Amazon-C4 Model Evaluation

hyp1231 / AmazonReviews2023

Scripts for processing the Amazon Reviews 2023 dataset; implementations and checkpoints of BLaIR: "Bridging Language and Items for Retrieval and Recommendation".

MIT License

106 stars 13 forks source link

Amazon-C4 Model Evaluation #13

Open nkn002 opened 1 month ago

nkn002 commented 1 month ago

Hi,

Thanks for the repo! One thing that is unclear to me is how you evaluated your models on the Amazon-C4 dataset. In your repo, you mentioned that _"sampled_item_metadata1M.jsonl contains ~1M items sampled from the Amazon Reviews 2023 dataset. For each <query, item> pairs, we randomly sample 50 items from the domain of the ground-truth item. This sampled item pool is used for evaluation of the BLaIR paper. Each line is a json", however it remains unclear to me how the evaluation is done.
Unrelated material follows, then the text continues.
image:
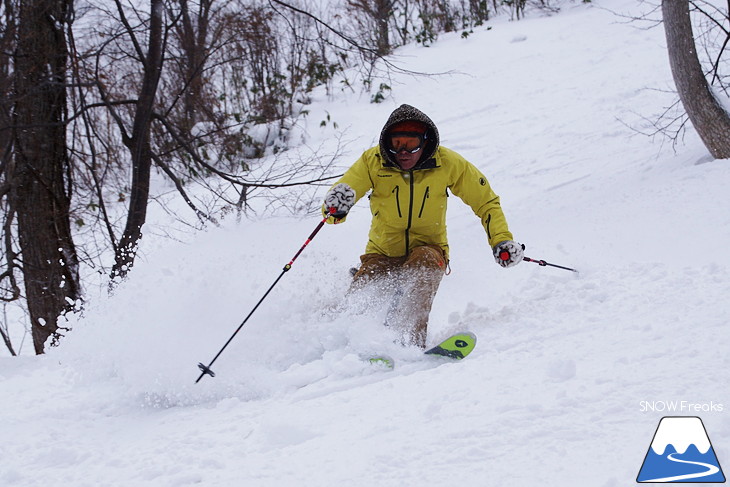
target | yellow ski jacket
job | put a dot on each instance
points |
(409, 207)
If I understand correctly, each query will have one exact match, so how exactly are you calculation the nDCG@100? Can you provide the code for that if possible since I couldn't find it on your repo.

Thanks!

hyp1231 commented 1 month ago

Hi, for each query, the candidate item pool consists of ~1M items. We calculate nDCG@100 to evaluate how effectively the model retrieves the one ground truth item from this ~1M item pool.
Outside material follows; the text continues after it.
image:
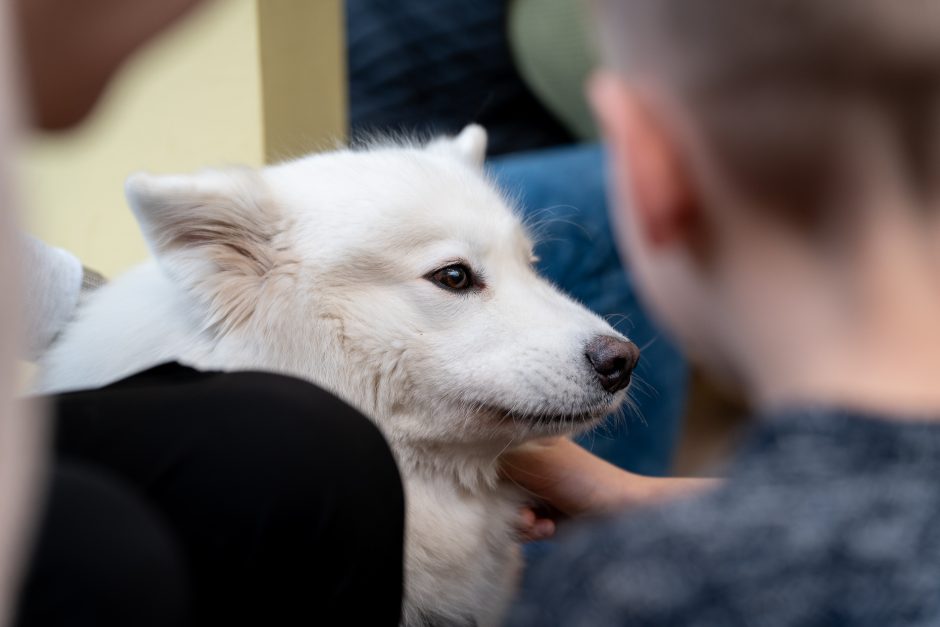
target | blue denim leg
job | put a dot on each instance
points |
(562, 192)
By “Sampling 50 items from the domain of the ground-truth item,” we mean that the distributions of domains (or categories) are consistent between (1) ground-truth items and (2) candidate items.
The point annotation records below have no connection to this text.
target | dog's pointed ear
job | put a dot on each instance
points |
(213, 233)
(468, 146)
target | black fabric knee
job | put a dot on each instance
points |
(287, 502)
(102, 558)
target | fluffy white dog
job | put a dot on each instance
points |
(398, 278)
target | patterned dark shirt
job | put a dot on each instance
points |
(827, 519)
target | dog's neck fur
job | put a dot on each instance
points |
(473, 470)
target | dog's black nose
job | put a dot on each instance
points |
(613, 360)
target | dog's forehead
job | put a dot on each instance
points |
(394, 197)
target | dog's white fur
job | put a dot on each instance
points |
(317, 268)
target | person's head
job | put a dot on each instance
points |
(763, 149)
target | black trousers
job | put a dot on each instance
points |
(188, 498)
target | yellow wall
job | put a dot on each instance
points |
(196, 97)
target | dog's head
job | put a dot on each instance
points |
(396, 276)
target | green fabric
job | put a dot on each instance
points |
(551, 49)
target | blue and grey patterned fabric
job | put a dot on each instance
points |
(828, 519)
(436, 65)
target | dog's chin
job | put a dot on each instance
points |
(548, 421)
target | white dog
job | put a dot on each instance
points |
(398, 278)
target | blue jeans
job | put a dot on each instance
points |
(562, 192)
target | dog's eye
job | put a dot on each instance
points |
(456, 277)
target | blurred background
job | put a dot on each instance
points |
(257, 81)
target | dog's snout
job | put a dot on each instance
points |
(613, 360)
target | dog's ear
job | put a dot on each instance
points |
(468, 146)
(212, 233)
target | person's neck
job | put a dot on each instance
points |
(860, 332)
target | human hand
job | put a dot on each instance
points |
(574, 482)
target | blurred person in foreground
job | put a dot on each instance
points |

Thank you for bringing this to our attention! We will update the setting description to make it clearer.

XiaoxinHe commented 3 days ago

Hi,

Thank you for the great work and for making this dataset available.

I was wondering if you could share the code used for the Amazon-C4 model evaluation. I have been trying to replicate the results from Table 7 but noticed a performance gap, which might be due to differences in experimental settings. For instance, I noticed that the sequence length for training BLAIR is set to 64. Could you clarify the maximum sequence length used during evaluation?

Additionally, would it be possible to provide the ESCI dataset linked with the Amazon Review 2023 dataset, along with the corresponding candidate pool? Having access to these would greatly facilitate reproduction of the results.

Thank you in advance for your consideration and support.